Moral Substitutes for Warfare
“We must make new energies and hardihoods continue the manliness to which the military mind so faithfully clings. Martial virtues must be the enduring cement; intrepidity, contempt of softness, surrender of private interest, obedience to command, must still remain the rock upon which states are built.” Thus wrote William James[3] in proposing a “moral equivalent for war.” This, he suggested, should consist of such required service in the hard and difficult occupations as would take the childishness and superciliousness out of our youth and give them soberer ideas and healthier sympathies with their fellow-men. He conceived that by proper direction of its education a people should become as proud of the attainment by the nation of superiority in any ideal respect as it would be if the nation were victorious in war. “The martial type of character,” he declared, “can be bred without war. Strenuous honor and disinterestedness abound elsewhere. Priests and medical men are in a fashion educated to it, and we should all feel some degree of it imperative if we were conscious of our work as an obligatory service to the state. We should be owned, as soldiers are by the army, and our pride would rise accordingly. We could be poor, then, without humiliation, as army officers now are. The only thing needed henceforth is to inflame the civic temper as past history has inflamed the military temper.”
Similar ideas have been expressed by others.[4] It has been pointed out that the great war of mankind is that against pain, disease, poverty and sin; that the real heroes are not those who squander human strength and courage in fighting one another, but those who fight for man against these his eternal foes.

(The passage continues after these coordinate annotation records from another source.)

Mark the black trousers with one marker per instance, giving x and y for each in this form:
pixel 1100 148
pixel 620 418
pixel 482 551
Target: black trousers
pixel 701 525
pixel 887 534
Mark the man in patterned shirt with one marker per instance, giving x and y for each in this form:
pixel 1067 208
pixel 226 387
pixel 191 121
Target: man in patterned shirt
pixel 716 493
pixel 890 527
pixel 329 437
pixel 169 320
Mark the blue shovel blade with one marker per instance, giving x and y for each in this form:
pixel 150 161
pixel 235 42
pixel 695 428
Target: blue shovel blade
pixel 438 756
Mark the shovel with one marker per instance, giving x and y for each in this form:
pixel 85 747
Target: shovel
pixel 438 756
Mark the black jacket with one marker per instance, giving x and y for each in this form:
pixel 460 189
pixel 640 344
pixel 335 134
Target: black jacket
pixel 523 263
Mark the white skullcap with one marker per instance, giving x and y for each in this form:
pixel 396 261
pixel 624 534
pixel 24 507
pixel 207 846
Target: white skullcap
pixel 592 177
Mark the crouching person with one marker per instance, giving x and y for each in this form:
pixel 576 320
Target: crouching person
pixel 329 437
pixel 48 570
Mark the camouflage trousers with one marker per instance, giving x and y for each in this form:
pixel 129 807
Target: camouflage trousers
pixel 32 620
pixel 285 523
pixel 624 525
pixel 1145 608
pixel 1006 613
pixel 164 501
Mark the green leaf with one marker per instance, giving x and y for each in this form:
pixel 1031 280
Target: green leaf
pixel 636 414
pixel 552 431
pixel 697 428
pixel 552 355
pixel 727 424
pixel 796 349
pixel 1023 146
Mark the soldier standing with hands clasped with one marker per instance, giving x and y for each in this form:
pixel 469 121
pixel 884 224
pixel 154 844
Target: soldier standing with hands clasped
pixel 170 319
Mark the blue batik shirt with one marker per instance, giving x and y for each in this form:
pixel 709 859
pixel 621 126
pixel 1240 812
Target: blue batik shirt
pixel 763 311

War of man against man, in this view, becomes dissension in the ranks, permitting the common enemies to strike their most telling blows.
These moral considerations, however, are apart from the main intent of our discussion. Our earlier inquiry confirmed the belief that the fighting emotions are firmly rooted in our natures, and showed that these emotions are intimately associated with provisions for physical exertion. It is particularly in this aspect of the discussion of substitutes for war that these studies have significance.